Tuesday, September 8, 2009

Vitamin E RDI humans, vs animals

Sparked by my previous post, I got wondering how our RDI for vitamin E (22.5IU/day) stacked up against other animals RDI.

There is a wide range of suggested values for animal RDI's. Most fall in the 5-50 IU per kg of diet the specification relates to amount in feed, because animals are feed specific volumes a day, thus you want your feed to have the right level so animals get enough vitamin E. Therefore we need to transform our RDI into a IU per kg amount.

It is estimated that a person in the Western world has approximately 2kg of food a day, so adult RDI is approximately 10 IU/kg food intake.

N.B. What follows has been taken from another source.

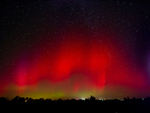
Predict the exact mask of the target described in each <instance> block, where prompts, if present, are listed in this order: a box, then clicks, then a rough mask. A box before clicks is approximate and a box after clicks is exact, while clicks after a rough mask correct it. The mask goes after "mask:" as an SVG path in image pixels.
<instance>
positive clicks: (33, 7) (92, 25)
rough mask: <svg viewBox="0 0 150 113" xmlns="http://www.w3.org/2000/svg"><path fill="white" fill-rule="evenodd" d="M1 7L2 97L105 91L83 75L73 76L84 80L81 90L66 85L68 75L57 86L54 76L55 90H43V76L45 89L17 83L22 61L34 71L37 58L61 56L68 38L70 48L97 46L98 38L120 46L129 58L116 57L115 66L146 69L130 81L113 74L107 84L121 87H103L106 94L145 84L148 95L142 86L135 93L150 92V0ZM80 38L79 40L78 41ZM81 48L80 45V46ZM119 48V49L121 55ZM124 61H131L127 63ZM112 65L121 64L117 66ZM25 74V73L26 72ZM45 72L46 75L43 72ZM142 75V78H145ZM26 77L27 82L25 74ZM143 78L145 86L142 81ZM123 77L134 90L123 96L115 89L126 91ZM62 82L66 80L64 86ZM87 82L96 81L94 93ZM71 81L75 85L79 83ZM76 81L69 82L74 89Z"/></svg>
mask: <svg viewBox="0 0 150 113" xmlns="http://www.w3.org/2000/svg"><path fill="white" fill-rule="evenodd" d="M0 12H1V16H0V29H1V30H0V82H1V86H0V92H1V96H8V97H11V96H15V95H21V96H31V97H32V94H34V95H35V94H37V97H52V98H55V97H78V96H79V95H80V92H82V93H84V94H81V95H84V96H85V97H86V96H89V95H94V96H98V95H100V93H99V91H100V90H102V88H101V87H100V88H98V89H97V87H96V88H95V86H91V84H93V83H85V82H83V81H86V80H85V79H84V78H83V81H82V82H83V83H81V81H80V82H79V81H78V78H80V77H75V78H73V77H72V78H70V79H69V80H68V81H74V82H75V81H78V82H79V84H78V85H77V86H75V90H76V91H72V90H69V91H68V90H67V91H66V89H65V87H67V86H66V84H67V83H65V80H64V79H63V80H61V82H59V83H55V82H54V83H53V85H52V84H51V82H52V81H53V80H50V86H49V89H53V90H50V91H49V92H45V93H44V94H43V92H44V91H43V90H42V91H41V90H40V89H42V88H43V87H45V86H44V85H41V84H43V79H42V80H37V81H38V83H40V84H39V85H36V86H37V89H39V90H36V91H33V90H35V89H34V88H35V87H34V86H33V87H32V88H28V87H30V85H29V86H26V85H27V84H25V83H23V84H22V83H19V85H17V82H16V79H17V75H16V74H15V72H16V70H19V69H20V68H19V69H18V65H20V62H21V63H22V62H23V63H22V64H21V65H25V64H26V65H28V66H27V67H28V68H30V69H31V70H32V67H34V66H31V65H32V63H34V62H32V61H33V59H37V60H38V62H44V60H39V59H46V56H48V57H49V56H50V59H53V58H51V56H54V57H55V56H57V55H56V54H57V53H55V52H57V51H59V50H57V48H59V47H60V45H61V43H62V42H67V43H65V45H67V46H66V48H70V47H71V46H72V44H75V45H78V44H80V43H86V44H85V45H84V44H81V45H84V46H86V47H87V46H88V45H89V43H92V45H95V43H94V42H95V41H96V42H98V45H99V44H100V45H106V46H107V45H108V46H107V47H108V48H117V49H114V51H115V52H117V51H119V52H117V53H116V54H119V55H120V56H119V58H120V57H121V58H122V59H124V58H125V59H124V60H120V61H119V60H118V59H117V58H116V61H117V60H118V62H119V63H116V64H114V65H115V66H118V67H120V66H122V65H128V66H129V67H130V69H127V70H128V71H129V72H128V73H130V74H131V75H130V74H129V76H132V74H133V73H132V72H131V71H132V70H134V71H135V72H136V73H138V74H139V73H140V74H141V73H142V74H141V75H140V77H141V78H139V79H137V78H138V77H136V74H135V75H134V77H133V78H132V77H131V83H129V84H128V83H127V84H126V81H128V79H127V78H126V77H125V78H126V79H125V80H123V81H122V79H121V78H123V77H122V76H124V75H122V74H118V75H117V76H118V77H117V78H118V79H113V75H112V78H111V77H110V78H109V79H108V81H107V86H106V87H113V86H114V87H115V88H114V87H113V88H112V89H111V90H110V89H109V88H108V89H109V90H108V91H107V90H106V91H103V92H104V93H103V94H102V95H103V97H120V96H128V95H130V92H132V91H131V90H132V89H130V87H132V86H133V87H132V88H134V87H140V88H141V89H145V90H144V91H143V92H144V93H142V94H139V93H137V92H141V89H140V90H139V91H137V92H136V91H133V92H136V94H135V93H133V92H132V93H133V95H132V96H139V95H140V96H147V95H149V94H150V93H149V91H148V89H149V80H150V77H149V76H150V46H149V45H150V38H149V36H150V3H149V2H145V1H143V2H138V1H122V0H114V1H113V0H112V1H109V2H108V1H103V0H94V1H93V0H46V1H43V0H36V1H34V2H33V1H32V2H31V1H30V2H29V1H28V2H27V1H11V2H10V1H7V0H6V1H3V2H0ZM74 37H75V39H74ZM74 40H76V42H74ZM106 43H107V44H106ZM62 47H64V46H62ZM72 48H74V47H72ZM75 48H76V46H75ZM81 48H82V47H81ZM81 48H80V47H79V50H80V49H81ZM83 48H84V47H83ZM83 48H82V49H81V50H88V49H87V48H85V49H83ZM109 50H110V49H109ZM50 51H51V52H50ZM60 51H61V52H62V54H61V56H65V55H64V52H63V51H64V50H60ZM61 52H60V53H61ZM115 52H113V53H114V54H115ZM71 54H72V53H71ZM79 55H80V53H77V55H76V56H79ZM42 56H44V57H42ZM39 57H42V58H39ZM38 58H39V59H38ZM121 58H120V59H121ZM56 61H57V60H56ZM31 62H32V63H31ZM48 62H51V60H48ZM123 62H127V64H125V63H123ZM54 64H55V63H54ZM39 65H41V63H39ZM43 65H44V66H45V67H47V65H45V64H44V63H42V66H43ZM49 65H50V64H49ZM64 65H65V64H64ZM44 66H43V67H44ZM35 67H36V66H35ZM125 67H126V66H125ZM110 68H111V66H110ZM40 69H41V68H39V67H38V66H37V67H36V70H40ZM41 70H42V69H41ZM110 70H115V69H113V68H111V69H110ZM116 70H117V69H116ZM118 70H119V71H117V72H120V73H123V71H120V69H118ZM125 72H127V71H125ZM21 76H23V74H22V75H21ZM30 76H32V75H30ZM40 76H43V75H42V74H41V75H40ZM49 76H51V75H49ZM81 76H82V75H81ZM33 78H34V77H33ZM129 78H130V77H129ZM72 79H73V80H72ZM76 79H77V80H76ZM123 79H124V78H123ZM141 79H142V82H140V81H141ZM19 80H20V79H19ZM20 81H21V82H24V80H22V79H21V80H20ZM28 81H29V80H28ZM41 81H42V83H41ZM62 81H64V83H62ZM117 81H121V82H117ZM133 81H134V82H136V83H134V82H133ZM143 81H144V85H143V86H142V84H143ZM122 82H123V85H124V87H126V86H127V89H130V91H127V92H129V93H123V92H122V93H123V94H120V95H119V96H118V95H117V93H115V92H118V91H120V90H118V86H119V87H120V84H122ZM132 83H133V84H132ZM140 83H142V84H140ZM45 84H47V83H45ZM58 84H61V85H58ZM62 84H65V85H64V86H63V85H62ZM75 84H76V82H75ZM85 84H86V85H87V84H89V86H91V87H90V90H91V92H92V93H91V92H90V93H89V92H86V91H84V89H86V88H85V87H82V88H80V87H81V86H84V85H85ZM109 84H110V85H109ZM70 85H71V86H72V87H74V84H70ZM60 86H63V87H60ZM71 86H69V88H70V87H71ZM116 86H117V88H116ZM72 87H71V88H72ZM104 87H105V86H104ZM54 89H57V91H54ZM138 89H139V88H138ZM45 90H46V89H45ZM93 90H94V91H93ZM28 92H30V93H28ZM62 92H63V93H62ZM66 92H67V96H66ZM68 92H69V93H68ZM70 92H71V93H70ZM93 92H94V93H93ZM97 92H98V93H97ZM107 92H113V93H112V95H113V96H110V95H109V94H107ZM50 94H51V95H50ZM138 94H139V95H138ZM105 95H107V96H105ZM79 97H80V96H79Z"/></svg>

Comparing this to specific data we find that this 10 IU/kg food intake is the same as chickens, but less than quails, turkeys (25). Less than fish (30), less than mice (20), rats (30), rabbits (40) and less than a guinea pig (50), but more than a hamster (3).
Non human primates RDI is 50IU/kg. So in a zoo the monkey you are staring at gets 50IU/kg of food, yet you on the outside of the cage is recommended to have 10 IU/kg. This is 5 times less, yet we are very similar genetically, and one would conclude that there might be some similarities between our bodies need for nutrients!
So humans have one of the lowest recommended in takes for vitamin E! If we set the IU to 50 IU/kg like that of monkeys we would have and RDI of approximately 100IU.

Thus we need to suppliment our diet with vitamin E, or radically change our dietry habits.